2. Materials and methods

2.1. Escherichia coli strains, cell lines and culture media

E. coli strain DH5α, used as a host for all cloning experiments, was grown at 37°C in LB medium, supplemented with 50 μg ampicillin/ml for AmpR plasmid-containing strains.
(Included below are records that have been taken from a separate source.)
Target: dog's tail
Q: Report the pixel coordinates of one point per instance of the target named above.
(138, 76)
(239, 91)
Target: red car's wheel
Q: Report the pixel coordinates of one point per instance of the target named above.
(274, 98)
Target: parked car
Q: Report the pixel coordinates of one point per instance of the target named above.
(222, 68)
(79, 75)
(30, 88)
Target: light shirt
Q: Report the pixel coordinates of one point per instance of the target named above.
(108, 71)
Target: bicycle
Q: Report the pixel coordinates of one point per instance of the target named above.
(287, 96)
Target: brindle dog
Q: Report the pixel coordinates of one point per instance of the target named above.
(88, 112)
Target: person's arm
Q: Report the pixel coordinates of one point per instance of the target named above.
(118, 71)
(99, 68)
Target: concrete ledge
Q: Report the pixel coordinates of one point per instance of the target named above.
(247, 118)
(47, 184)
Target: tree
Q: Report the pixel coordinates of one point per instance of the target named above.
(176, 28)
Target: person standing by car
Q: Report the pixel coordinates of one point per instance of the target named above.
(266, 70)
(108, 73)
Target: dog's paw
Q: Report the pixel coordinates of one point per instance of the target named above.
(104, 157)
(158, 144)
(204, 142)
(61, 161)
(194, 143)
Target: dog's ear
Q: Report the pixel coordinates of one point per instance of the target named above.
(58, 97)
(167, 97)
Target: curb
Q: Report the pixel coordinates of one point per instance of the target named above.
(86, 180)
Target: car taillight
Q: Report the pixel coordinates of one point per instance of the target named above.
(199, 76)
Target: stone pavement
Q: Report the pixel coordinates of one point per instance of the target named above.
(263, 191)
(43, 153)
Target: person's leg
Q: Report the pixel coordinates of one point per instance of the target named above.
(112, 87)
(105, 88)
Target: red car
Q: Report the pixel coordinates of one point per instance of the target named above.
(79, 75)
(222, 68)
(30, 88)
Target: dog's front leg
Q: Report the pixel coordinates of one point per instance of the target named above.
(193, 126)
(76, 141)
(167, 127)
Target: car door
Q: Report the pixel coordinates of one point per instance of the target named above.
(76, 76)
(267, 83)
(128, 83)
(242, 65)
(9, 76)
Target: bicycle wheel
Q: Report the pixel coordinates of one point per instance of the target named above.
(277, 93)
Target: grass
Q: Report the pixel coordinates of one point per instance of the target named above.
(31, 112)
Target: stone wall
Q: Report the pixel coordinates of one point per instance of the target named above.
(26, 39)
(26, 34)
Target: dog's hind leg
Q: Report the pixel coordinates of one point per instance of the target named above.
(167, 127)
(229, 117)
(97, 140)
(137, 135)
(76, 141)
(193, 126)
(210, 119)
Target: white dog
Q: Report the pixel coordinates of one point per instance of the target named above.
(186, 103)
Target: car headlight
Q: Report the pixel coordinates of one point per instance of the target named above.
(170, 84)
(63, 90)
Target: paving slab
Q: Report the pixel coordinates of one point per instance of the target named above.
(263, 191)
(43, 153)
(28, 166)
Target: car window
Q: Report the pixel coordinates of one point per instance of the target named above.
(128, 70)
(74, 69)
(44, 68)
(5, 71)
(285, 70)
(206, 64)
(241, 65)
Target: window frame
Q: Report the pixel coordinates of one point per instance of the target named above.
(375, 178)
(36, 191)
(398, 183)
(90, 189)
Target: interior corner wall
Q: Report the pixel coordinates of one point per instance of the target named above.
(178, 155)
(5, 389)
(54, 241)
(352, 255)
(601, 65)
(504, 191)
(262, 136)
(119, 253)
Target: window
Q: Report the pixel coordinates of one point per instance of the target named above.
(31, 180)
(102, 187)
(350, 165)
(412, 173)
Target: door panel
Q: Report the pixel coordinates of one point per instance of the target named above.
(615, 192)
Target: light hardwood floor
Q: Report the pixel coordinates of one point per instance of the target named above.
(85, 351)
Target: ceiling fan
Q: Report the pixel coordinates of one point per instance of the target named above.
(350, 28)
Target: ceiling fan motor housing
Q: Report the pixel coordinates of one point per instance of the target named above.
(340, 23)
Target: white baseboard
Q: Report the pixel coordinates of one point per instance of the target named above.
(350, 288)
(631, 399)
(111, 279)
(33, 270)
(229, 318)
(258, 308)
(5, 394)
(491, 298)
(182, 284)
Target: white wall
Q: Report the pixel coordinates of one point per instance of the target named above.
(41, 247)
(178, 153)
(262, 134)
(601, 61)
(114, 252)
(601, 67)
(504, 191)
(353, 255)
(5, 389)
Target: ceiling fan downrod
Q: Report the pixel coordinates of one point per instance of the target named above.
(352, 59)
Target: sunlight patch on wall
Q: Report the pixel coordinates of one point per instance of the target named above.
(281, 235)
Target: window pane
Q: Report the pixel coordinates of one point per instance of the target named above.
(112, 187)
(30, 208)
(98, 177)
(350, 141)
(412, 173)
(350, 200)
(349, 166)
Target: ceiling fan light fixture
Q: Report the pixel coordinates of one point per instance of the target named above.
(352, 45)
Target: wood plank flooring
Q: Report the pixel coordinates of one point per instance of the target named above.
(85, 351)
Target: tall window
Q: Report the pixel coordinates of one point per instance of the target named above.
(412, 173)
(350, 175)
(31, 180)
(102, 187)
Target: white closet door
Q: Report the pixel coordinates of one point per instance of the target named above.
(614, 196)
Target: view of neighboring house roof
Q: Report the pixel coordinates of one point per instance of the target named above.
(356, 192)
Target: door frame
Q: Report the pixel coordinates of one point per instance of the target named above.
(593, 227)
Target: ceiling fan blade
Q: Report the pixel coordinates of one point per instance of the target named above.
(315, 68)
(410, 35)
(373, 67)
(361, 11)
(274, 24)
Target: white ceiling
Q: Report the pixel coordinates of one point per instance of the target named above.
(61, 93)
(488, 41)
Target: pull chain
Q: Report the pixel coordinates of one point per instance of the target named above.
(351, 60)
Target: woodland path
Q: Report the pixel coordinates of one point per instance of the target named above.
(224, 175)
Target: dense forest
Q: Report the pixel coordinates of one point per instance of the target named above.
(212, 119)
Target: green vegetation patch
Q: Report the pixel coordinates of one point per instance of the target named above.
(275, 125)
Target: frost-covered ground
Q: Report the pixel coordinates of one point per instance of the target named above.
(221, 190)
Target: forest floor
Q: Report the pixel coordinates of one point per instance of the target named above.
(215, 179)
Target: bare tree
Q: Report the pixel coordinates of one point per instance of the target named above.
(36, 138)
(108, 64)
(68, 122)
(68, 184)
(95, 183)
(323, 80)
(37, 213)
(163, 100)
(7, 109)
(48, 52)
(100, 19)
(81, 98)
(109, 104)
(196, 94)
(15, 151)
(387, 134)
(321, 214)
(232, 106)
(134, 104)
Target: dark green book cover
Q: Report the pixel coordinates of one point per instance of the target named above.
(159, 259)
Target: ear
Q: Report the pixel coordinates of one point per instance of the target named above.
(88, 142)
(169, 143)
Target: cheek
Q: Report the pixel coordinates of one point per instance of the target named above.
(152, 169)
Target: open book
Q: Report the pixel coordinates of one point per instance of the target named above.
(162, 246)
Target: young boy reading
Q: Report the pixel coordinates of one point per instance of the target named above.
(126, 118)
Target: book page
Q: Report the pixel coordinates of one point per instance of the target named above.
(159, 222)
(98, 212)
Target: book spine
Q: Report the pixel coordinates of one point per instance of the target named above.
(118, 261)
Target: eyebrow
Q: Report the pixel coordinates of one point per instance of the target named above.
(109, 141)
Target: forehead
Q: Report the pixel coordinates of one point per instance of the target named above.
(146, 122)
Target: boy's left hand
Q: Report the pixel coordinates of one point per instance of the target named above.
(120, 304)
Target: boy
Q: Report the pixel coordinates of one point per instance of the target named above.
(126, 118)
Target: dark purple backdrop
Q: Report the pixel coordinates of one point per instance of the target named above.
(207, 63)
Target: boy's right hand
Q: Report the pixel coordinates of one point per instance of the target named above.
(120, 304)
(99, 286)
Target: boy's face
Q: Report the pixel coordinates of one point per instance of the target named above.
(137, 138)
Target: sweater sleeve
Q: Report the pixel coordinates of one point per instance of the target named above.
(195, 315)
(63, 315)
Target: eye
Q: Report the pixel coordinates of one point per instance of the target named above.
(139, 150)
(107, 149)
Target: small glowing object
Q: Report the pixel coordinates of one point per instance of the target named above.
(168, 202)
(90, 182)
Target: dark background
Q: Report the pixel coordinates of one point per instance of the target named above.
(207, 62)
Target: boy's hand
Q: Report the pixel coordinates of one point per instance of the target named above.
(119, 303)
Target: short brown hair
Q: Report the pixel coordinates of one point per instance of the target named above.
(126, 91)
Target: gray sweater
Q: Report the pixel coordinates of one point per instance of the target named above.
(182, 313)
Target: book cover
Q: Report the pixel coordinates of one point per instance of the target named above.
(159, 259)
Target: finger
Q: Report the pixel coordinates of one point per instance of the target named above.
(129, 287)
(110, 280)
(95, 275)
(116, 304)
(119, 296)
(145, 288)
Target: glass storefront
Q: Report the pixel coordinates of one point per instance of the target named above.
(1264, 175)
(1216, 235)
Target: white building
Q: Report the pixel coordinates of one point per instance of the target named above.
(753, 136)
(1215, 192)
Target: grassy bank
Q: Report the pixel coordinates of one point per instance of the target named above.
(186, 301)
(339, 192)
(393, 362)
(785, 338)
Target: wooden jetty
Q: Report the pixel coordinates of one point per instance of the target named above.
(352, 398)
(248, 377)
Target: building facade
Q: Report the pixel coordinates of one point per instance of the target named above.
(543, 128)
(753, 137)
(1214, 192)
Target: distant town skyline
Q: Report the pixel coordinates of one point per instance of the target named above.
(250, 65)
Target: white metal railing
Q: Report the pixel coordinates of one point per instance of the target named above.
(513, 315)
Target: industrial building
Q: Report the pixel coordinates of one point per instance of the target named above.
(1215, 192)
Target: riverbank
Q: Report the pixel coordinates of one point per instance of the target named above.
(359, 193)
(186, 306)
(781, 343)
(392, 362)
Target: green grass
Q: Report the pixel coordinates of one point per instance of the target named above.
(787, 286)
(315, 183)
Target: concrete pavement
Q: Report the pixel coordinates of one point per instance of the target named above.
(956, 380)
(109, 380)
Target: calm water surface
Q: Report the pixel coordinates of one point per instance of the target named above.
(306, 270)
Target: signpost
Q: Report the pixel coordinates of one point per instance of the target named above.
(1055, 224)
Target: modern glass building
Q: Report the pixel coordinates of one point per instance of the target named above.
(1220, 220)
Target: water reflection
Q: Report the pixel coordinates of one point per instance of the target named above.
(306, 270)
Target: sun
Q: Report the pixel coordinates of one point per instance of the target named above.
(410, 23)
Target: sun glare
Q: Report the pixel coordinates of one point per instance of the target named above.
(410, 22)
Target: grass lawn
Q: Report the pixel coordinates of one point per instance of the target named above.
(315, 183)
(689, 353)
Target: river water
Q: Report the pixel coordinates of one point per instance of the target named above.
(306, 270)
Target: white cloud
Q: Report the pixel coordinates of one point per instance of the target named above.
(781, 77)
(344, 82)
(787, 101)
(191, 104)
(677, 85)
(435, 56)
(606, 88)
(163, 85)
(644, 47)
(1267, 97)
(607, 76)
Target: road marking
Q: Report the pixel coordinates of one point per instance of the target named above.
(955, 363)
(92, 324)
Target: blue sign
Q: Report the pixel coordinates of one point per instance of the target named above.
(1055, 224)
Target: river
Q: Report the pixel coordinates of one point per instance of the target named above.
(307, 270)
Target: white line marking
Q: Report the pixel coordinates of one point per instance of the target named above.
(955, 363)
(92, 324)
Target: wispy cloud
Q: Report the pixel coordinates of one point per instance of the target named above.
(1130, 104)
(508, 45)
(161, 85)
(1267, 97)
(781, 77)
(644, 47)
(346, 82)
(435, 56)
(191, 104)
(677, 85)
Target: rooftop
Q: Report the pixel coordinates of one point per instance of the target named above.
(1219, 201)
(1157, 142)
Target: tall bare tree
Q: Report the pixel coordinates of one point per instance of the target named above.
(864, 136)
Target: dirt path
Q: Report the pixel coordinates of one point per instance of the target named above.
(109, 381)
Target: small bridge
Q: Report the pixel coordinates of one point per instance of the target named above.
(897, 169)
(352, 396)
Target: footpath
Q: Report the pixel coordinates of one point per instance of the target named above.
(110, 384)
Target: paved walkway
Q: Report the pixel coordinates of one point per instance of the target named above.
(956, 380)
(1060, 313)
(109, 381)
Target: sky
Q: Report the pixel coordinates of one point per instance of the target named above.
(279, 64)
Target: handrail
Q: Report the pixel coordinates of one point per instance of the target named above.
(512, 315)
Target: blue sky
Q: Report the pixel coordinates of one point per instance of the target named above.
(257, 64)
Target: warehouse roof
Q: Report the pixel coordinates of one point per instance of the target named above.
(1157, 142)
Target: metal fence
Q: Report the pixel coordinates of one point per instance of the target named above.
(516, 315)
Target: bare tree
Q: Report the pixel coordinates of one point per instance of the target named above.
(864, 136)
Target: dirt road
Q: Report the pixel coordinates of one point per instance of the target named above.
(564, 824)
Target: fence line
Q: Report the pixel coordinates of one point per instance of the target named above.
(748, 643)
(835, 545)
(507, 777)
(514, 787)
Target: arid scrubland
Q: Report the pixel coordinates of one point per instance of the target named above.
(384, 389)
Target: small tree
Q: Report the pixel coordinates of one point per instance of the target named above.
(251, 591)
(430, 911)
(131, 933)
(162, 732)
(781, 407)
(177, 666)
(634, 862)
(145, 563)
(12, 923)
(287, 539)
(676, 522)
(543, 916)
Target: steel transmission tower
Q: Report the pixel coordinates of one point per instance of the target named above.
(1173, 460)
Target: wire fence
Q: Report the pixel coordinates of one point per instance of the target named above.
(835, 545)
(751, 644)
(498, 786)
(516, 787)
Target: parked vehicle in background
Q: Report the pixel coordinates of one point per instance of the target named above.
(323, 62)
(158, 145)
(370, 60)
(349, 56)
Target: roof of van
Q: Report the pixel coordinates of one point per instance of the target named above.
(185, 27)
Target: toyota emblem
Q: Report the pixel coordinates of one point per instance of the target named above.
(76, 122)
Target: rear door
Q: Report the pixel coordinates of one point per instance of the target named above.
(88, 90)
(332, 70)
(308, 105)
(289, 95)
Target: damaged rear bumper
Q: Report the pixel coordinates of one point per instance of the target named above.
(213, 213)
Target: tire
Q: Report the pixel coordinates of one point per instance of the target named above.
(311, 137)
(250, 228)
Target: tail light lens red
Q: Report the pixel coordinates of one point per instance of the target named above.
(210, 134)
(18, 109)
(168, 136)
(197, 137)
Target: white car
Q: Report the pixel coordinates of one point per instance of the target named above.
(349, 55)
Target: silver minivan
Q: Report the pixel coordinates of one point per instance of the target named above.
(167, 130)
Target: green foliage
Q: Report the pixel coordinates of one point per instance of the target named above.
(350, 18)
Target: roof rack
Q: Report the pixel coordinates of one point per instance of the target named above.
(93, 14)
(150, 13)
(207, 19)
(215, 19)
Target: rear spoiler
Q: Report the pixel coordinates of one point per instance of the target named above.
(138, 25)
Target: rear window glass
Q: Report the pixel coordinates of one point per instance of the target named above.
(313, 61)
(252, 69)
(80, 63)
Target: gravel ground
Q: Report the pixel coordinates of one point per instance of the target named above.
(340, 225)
The human cell line HeLa229 (ATCC CCL-2.1) was cultured in MEM alpha (Life Technologies, Rockville, MD) with heat-inactivated 10% fetal bovine serum (FBS) at 37°C in a humidified 5% CO2 incubator.

2.2. DNA manipulations

Plasmid preparation and other recombinant DNA techniques were performed essentially as previously described (Sambrook et al., 1989). Restriction enzymes and T4 DNA ligase were purchased from New England Biolabs (Beverly, MA) and used as recommended by the manufacturer. Pfu Turbo DNA polymerase for the recombinant PCR was purchased from Stratagene (La Jolla, CA). Deoxyoligonucleotides were synthesized by Integrated DNA Technologies (Coralville, IA).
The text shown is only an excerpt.